2.2. Experimental Procedures

In a crossover counterbalanced study design, subjects participated in one visit and in a randomized order completed three different conditions: (1) Baseline (BL) with no headgear, (2) Helmet only (HO), and (3) Helmet with an eye shield (HE). Protective headgear is shown in Figure 1. Each subject was personally fitted with a Riddell Speed Icon helmet Figure 1A (Riddell, Elyria, OH, USA) by a certified athletic trainer. For helmet sizes small, medium, and large, a Riddell S2BD-SP (Figure 1B) (Riddell, Elyria, OH, USA) facemask was used. For the extra-large sized helmet, a Riddell S2EGII-SP (Figure 1C) (Riddell, Elyria, OH, USA) facemask was used. The facemasks were identical, with the exception of an extra bar on the S2EGII-SP facemask necessary due compatibility. For the HE condition, a clear Nike Gridiron Eye shield 2.0 (Figure 1D) (Nike, Beaverton, OR, USA) was attached to the facemask. The same helmet and facemask were used for both headgear conditions.
For experimental tests, subjects performed a single one-minute peripheral reaction time test for each condition for a total of three tests. All reaction time tests were administered on a Dynavision D2 Visuomotor board (Axtion Technology, Palatine, IL, USA) (Figure 1e). The D2 is a height adjustable board with 64 individual lighted buttons positioned in five concentric rings and four quadrants and has been reported by multiple groups to be reliable and valid for assessing reaction time [20,21]. Before the commencement of the tests, the Dynavision board was adjusted for each subject’s height to where the tachistoscope was at eye level.

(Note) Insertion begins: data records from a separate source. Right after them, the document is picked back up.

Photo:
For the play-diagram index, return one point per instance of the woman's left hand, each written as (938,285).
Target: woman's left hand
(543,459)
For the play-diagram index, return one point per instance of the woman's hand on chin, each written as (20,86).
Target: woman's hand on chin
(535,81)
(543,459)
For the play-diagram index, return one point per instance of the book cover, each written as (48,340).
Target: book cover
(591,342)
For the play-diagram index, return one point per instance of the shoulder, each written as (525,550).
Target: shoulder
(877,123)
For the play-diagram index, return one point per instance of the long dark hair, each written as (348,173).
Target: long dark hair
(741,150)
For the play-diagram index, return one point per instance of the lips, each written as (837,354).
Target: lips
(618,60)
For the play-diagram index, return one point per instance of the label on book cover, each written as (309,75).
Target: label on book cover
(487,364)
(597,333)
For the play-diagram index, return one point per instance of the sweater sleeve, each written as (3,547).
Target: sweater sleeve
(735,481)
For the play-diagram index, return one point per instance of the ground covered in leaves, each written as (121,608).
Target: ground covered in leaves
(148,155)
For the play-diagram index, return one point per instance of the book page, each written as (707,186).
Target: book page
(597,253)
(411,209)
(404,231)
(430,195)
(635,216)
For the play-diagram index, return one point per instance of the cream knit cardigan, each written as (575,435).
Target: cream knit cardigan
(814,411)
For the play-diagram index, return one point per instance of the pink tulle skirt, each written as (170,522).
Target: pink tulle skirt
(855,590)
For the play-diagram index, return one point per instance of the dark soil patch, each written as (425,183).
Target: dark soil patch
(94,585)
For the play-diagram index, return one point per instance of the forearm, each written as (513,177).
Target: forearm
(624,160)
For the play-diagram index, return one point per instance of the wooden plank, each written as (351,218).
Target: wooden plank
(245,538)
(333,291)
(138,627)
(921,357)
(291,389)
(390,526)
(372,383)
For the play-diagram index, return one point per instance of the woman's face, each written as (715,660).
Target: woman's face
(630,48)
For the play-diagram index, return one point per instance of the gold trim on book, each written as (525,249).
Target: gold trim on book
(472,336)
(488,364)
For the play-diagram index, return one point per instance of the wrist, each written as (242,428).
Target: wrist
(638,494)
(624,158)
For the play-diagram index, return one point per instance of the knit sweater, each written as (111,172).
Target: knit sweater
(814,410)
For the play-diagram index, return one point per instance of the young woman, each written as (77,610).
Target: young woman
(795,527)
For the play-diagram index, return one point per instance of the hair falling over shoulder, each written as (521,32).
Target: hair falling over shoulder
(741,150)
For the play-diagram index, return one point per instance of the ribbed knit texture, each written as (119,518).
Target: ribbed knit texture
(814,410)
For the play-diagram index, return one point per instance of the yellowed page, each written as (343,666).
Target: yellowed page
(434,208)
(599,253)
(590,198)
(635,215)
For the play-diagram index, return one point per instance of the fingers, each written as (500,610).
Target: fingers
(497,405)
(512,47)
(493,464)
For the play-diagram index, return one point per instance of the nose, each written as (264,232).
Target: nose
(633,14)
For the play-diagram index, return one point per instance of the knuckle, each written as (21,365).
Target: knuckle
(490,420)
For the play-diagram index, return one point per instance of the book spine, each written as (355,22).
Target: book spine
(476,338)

Standing position was determined for each participant to where they could comfortably reach the highest button on the outer fifth ring. Feet position was situated shoulder width apart. Feet and standing position were measured, marked, and documented to ensure identical position for all conditions. Prior to commencement of each test, participants were instructed to keep their eyes forward, focusing on the tachistoscope, and to hit each illuminated light as quickly as possible. The peripheral vision reaction time testing protocol was set up with the following parameters: one minute in length, proactive A mode, tachistoscope off, and only rings 3, 4, and 5 activated. Subjects were given a 3-min recovery period between each condition. The number of lights hit (total hit score) and the time until lights hit (peripheral reaction time) were recorded and analyzed for each condition.

2.3. Statistical Analysis

Outcomes were analyzed using SPSS 25 (IBM, Armonk, NY, USA). A 1 × 3 (Test × Condition) repeated measures ANOVA was used to statistically analyze all data and multiple comparisons with Bonfferoni correction were used to discern condition differences as warranted. Partial eta squared (ηp2) was calculated for main effects. To detect magnitude of change in multiple comparisons, Cohen’s d effect sizes (d) were calculated using an effect size calculator with the following interpretations: 0.2—small; 0.5—moderate; 0.8—large [22]. Significance was set at p ≤ 0.05 a priori. All data are presented as mean ± standard deviation (SD).

3. Results

3.1. Visual Target Detection

Mean total hit score (lights hit · minute−1) is presented in Figure 2. Analysis revealed a main effect for condition (p < 0.001; ηp2 = 0.74). Multiple comparisons showed t ttotal hit score was significantly higher during the BL versus HO condition and HE conditions (BL = 58 lights hit · minute−1 ± 12, HO = 43 lights hit · minute−1 ± 10, p < 0.001; d = 1.25; HE = 40 lights hit · minute−1 ± 11, p < 0.001; d = 1.47). No significant differences were found for mean total hit score between HO and HE (p = 0.226; d = 0.30).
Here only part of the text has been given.